I'm expanding myself and backing away from you a bit (in fact, I've already backed away in many ways), but know that I don't want you out of my life.

When I move back to the US, I don't want it to be the last I see of you. I want to see you many, many more times, but just maybe not the following year or even the year after. It definitely won't be the way it was before. I want to keep learning your kanji and I want to keep practicing Japanese. I wonder, however, is it possible to hang onto you just a little bit? Would you fade out of my life entirely without me realizing it? I suppose I have no way of knowing.

Your friend,
Julia
Author: Julia
•October 30, 2009
Happy Birthday to me.

I felt a little bit impatient for my birthday to come this year, I think I felt much the same way last year, but it's not so much looking forward to the birthday itself.

I spent at least half year before now feeling like there is no way I could possibly still be 22 years old. I felt so much older and although weeks and months seem to fly by so quickly, years still seem to take their time.

My birthday felt like vindication- finally I can officially be a little bit closer to the age that I feel.

Which is why what happened last weekend surprised me a bit.

My adult English conversation class took me out for lunch to celebrate my birthday. Of course, a few of the ladies were kind enough to bake cakes for me. So, at one point they were putting the candles on one of the cakes.

23 candles, I confirmed. Yes, I was going to be 23 years old.

So I watched the candles be put on the cake.

'They are being put on too close to each other.' I thought, but kept it to myself.
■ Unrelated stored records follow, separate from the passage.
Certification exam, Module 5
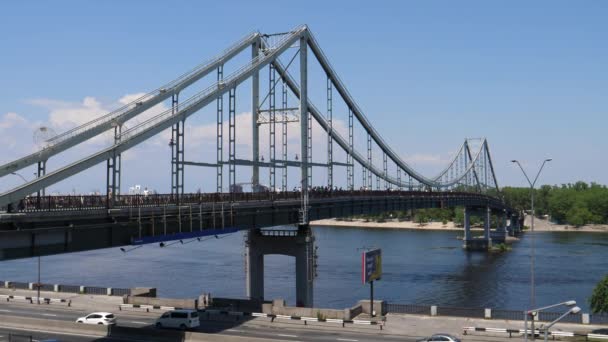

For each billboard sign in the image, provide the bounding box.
[361,249,382,284]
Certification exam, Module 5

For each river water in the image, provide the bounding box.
[0,227,608,312]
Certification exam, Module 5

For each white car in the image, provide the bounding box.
[416,334,460,342]
[76,312,116,325]
[156,310,200,330]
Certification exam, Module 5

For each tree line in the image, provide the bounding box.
[502,181,608,226]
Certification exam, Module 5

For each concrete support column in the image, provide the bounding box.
[251,39,261,192]
[483,207,492,247]
[245,229,264,301]
[296,225,315,308]
[464,207,472,240]
[246,225,315,307]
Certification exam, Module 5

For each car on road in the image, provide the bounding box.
[416,334,461,342]
[156,310,201,330]
[76,312,116,325]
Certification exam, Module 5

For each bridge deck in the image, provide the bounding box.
[0,191,508,260]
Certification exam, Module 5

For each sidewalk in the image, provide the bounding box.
[384,314,608,338]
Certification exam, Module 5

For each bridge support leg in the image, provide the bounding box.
[463,207,472,249]
[169,93,185,202]
[251,39,260,192]
[245,229,264,301]
[36,160,46,199]
[246,225,316,307]
[483,207,492,248]
[296,225,316,308]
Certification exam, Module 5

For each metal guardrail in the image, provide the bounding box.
[84,286,108,295]
[589,314,608,324]
[112,288,131,296]
[14,189,504,212]
[0,281,131,296]
[386,303,608,324]
[59,285,80,293]
[10,281,30,290]
[40,284,55,291]
[492,309,524,321]
[540,311,583,323]
[386,303,431,315]
[437,306,485,318]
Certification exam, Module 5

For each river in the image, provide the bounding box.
[0,227,608,312]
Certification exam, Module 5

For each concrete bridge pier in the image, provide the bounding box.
[463,207,492,251]
[245,225,316,307]
[509,215,521,236]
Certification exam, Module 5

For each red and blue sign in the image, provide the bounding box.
[361,249,382,284]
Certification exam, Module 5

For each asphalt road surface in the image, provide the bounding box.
[0,303,416,342]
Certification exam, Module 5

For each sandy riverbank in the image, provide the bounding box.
[310,215,608,233]
[524,215,608,233]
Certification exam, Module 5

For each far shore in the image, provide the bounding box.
[310,215,608,233]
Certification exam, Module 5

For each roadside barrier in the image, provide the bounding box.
[462,327,608,340]
[118,304,176,312]
[200,310,384,330]
[0,295,72,306]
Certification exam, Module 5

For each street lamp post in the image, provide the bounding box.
[511,158,552,340]
[544,306,581,342]
[524,300,580,341]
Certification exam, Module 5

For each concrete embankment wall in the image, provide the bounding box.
[0,315,108,337]
[124,296,198,309]
[262,299,386,320]
[0,316,265,342]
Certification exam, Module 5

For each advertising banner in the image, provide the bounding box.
[361,249,382,284]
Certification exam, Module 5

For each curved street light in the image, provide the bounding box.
[524,300,581,341]
[544,306,581,342]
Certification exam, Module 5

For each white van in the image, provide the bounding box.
[156,310,200,330]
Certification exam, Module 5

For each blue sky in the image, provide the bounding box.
[0,1,608,191]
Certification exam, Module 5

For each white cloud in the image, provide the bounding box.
[0,112,28,130]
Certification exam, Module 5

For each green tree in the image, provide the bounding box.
[589,275,608,313]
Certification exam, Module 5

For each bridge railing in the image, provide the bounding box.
[11,188,501,212]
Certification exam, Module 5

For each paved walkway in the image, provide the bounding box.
[384,314,608,340]
[0,288,122,312]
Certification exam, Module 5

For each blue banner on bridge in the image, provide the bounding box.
[131,228,239,245]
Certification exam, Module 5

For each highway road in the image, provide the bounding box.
[0,303,416,342]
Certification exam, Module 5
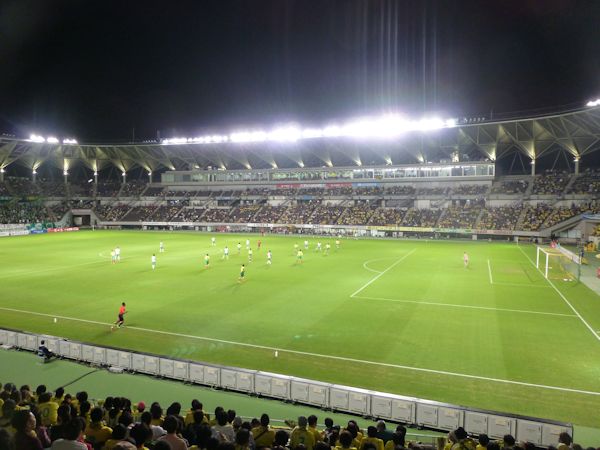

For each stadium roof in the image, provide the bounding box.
[0,105,600,176]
The candles circled the perimeter of the cake, keeping the same distance that I had believed was too close to possibly work. I had kind of a gnawing feeling somewhere within as I watched almost unable to tear my eyes away. To my bafflement, the way that the candles were spaced out worked perfectly.
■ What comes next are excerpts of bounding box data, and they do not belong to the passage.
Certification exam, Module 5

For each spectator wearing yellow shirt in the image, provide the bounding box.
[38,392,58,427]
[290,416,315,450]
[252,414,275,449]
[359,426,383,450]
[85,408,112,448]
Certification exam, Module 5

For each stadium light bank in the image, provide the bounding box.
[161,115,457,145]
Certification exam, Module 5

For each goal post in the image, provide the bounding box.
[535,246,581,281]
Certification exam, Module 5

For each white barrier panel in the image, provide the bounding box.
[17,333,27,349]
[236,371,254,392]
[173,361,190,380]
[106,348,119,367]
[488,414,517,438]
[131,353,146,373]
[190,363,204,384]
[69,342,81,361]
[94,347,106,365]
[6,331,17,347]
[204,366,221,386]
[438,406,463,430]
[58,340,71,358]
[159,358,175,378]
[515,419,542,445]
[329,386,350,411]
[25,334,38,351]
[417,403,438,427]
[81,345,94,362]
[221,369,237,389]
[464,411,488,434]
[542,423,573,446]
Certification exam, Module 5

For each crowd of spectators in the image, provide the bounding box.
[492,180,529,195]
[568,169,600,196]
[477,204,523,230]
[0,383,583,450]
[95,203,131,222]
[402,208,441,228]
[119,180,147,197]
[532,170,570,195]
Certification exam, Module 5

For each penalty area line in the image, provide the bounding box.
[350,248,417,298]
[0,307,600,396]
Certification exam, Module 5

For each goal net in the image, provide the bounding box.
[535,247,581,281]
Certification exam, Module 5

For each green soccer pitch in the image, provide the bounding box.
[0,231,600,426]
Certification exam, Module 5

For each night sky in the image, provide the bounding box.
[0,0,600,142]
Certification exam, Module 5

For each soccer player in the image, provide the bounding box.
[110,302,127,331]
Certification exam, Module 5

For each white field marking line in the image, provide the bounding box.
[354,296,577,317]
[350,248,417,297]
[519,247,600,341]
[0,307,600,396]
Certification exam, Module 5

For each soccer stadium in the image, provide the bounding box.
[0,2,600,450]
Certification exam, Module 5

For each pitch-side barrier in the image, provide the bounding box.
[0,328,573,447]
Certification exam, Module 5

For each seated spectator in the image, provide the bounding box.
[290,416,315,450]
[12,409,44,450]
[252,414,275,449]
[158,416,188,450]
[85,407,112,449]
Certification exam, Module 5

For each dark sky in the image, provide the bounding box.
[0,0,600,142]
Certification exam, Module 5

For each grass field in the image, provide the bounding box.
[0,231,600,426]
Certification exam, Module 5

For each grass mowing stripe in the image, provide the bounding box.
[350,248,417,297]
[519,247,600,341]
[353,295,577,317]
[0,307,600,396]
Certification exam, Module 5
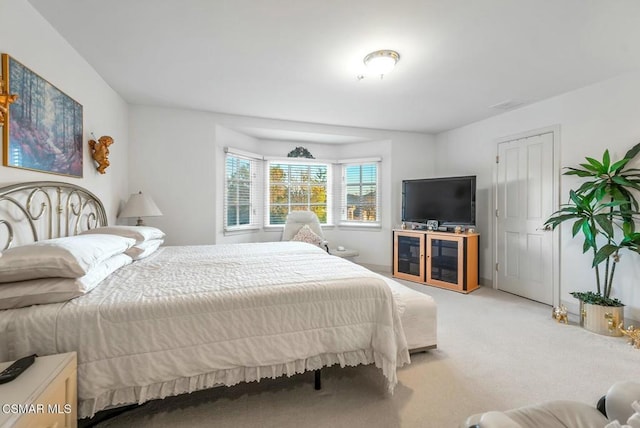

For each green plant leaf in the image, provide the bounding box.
[624,143,640,159]
[569,291,624,307]
[571,218,587,237]
[609,158,631,174]
[562,168,594,177]
[611,175,636,187]
[580,161,602,172]
[592,244,619,267]
[602,149,611,172]
[593,214,613,237]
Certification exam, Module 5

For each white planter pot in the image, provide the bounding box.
[580,301,624,336]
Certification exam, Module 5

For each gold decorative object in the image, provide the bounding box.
[89,135,113,174]
[618,323,640,349]
[0,76,18,125]
[551,305,569,324]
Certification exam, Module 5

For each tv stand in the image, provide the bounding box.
[393,230,480,293]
I counted the candles to myself, in awe of how many there were. Sure enough, it was 23.

(It had been a few years since I last had a birthday cake with candles, I realized.)
Author: Julia
•October 21, 2009
So today I was teaching in my least favorite of my 5th grade classes. I don't quite know why but this particular school seem to have a lot more bratty children than other schools that I go to.

In this class, there's one boy in particular who manages to get on my nerves a lot. Sitting near him, his female classmate seems to find his antics funnier than anything on Earth and is eager to jump in on it.
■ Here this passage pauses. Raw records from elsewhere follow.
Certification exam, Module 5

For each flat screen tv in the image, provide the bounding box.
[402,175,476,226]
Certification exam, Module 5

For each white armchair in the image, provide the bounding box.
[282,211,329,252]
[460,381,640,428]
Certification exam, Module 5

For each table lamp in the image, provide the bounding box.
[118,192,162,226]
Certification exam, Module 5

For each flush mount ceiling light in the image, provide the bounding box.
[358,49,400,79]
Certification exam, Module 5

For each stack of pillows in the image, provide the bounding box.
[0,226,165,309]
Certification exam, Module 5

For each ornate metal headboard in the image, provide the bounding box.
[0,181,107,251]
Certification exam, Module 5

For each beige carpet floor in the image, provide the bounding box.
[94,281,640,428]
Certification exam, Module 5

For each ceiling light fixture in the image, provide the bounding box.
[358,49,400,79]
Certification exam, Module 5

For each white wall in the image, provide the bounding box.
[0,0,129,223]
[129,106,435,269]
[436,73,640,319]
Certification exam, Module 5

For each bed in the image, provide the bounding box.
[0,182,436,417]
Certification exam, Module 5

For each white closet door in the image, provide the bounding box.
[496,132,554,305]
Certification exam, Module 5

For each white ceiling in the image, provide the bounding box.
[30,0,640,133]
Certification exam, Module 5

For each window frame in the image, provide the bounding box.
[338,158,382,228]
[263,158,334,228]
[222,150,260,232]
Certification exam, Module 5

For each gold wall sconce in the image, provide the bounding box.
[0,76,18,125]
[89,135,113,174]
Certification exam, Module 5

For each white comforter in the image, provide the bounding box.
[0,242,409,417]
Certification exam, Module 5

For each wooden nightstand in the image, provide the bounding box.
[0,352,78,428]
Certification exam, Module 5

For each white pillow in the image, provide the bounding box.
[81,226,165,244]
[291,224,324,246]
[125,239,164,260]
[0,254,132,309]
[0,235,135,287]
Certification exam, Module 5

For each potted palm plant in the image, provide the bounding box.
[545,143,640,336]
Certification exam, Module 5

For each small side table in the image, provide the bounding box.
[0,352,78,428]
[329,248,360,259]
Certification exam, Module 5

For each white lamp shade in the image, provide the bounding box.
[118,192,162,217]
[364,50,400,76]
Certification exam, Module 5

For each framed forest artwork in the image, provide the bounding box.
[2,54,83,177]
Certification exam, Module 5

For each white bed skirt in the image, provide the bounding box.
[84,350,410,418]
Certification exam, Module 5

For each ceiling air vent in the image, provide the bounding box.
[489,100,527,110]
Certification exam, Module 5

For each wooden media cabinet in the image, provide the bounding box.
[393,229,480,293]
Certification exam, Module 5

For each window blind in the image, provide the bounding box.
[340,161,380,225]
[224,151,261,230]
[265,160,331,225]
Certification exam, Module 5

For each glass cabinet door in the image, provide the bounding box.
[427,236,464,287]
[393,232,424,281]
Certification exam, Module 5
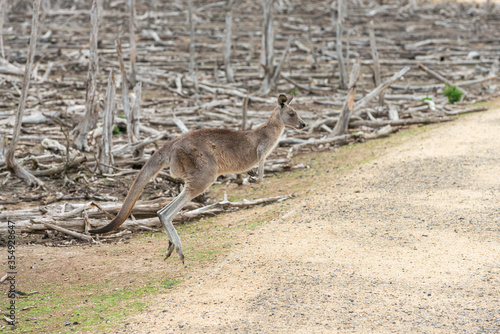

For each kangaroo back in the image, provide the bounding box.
[89,144,170,233]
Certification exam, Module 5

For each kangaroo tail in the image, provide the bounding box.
[89,146,167,234]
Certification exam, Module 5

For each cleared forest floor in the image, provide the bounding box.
[120,101,500,333]
[3,100,500,333]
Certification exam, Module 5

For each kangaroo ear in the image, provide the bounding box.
[278,94,288,108]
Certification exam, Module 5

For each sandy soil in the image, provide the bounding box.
[119,101,500,333]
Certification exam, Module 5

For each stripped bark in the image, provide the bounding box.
[336,0,347,89]
[116,36,133,143]
[354,66,410,110]
[5,0,43,187]
[418,64,470,102]
[73,0,99,152]
[260,0,274,94]
[100,70,116,174]
[127,82,144,158]
[369,21,384,106]
[331,58,361,137]
[128,0,137,87]
[225,0,234,82]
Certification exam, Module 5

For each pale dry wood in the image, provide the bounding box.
[369,21,384,106]
[349,117,453,128]
[224,0,234,82]
[260,0,274,94]
[5,0,44,187]
[187,0,195,80]
[335,0,347,89]
[0,0,7,59]
[125,0,137,86]
[115,37,133,143]
[444,107,488,116]
[418,64,470,102]
[40,220,95,242]
[331,58,361,137]
[271,36,292,90]
[354,66,410,111]
[391,75,498,92]
[100,70,116,173]
[73,0,99,152]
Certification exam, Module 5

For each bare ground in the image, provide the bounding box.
[119,101,500,333]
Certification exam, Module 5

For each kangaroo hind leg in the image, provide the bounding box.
[157,188,191,263]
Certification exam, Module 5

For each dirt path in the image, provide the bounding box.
[120,103,500,333]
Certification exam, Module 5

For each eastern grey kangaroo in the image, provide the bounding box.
[89,94,306,263]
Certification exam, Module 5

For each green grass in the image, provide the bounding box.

I was a 5th grade girl once and I'd have to be more dense than Osmium to not know that she has a crush on that boy.

So easily I could end this nonsense by asking her in the middle of the class out loud if she likes him.

So easily I could use preteen awkwardness and peer pressure to make the 5th grade classes a little more bearable.

But I didn't and I won't.

Why?

Because I was once a 5th grade girl and it would be downright evil.
Author: Julia
I'm posting this with the assumption that the people who read this blog are people who love me.

Here's a list I suddenly decided to write of the things I want to with my life (at this time, anyway... this list will probably change bit by bit.)

- learn to portray myself better to people who don't know me so well
- take part in making the lives of less privileged people around the world a little better.
- always be moving, changing, growing, and marching to my own drum.
- take an active stand against nuclear weapons and other war methods that harm innocent civilians (or at least be on the team or staff of someone who is).
- learn how to express my thoughts and tell stories well. (And confidently)
- adopt a child (children?) instead of having my own. I just really feel when the time comes, there will already be a lot of children out there who need a safe place to live.-
become well known just enough so that I can go talk shows and tell some people to their faces that they are a**holes (although I'll put it in a slightly more civilized manner).
- learn how to make the people I talk to feel very important (put less importance on myself).
- be a mediator.
- take in foster children. Those kids are usually put through so much and are sometimes not the easiest to relate to, but I just want to be one of those people who are there for them anyway.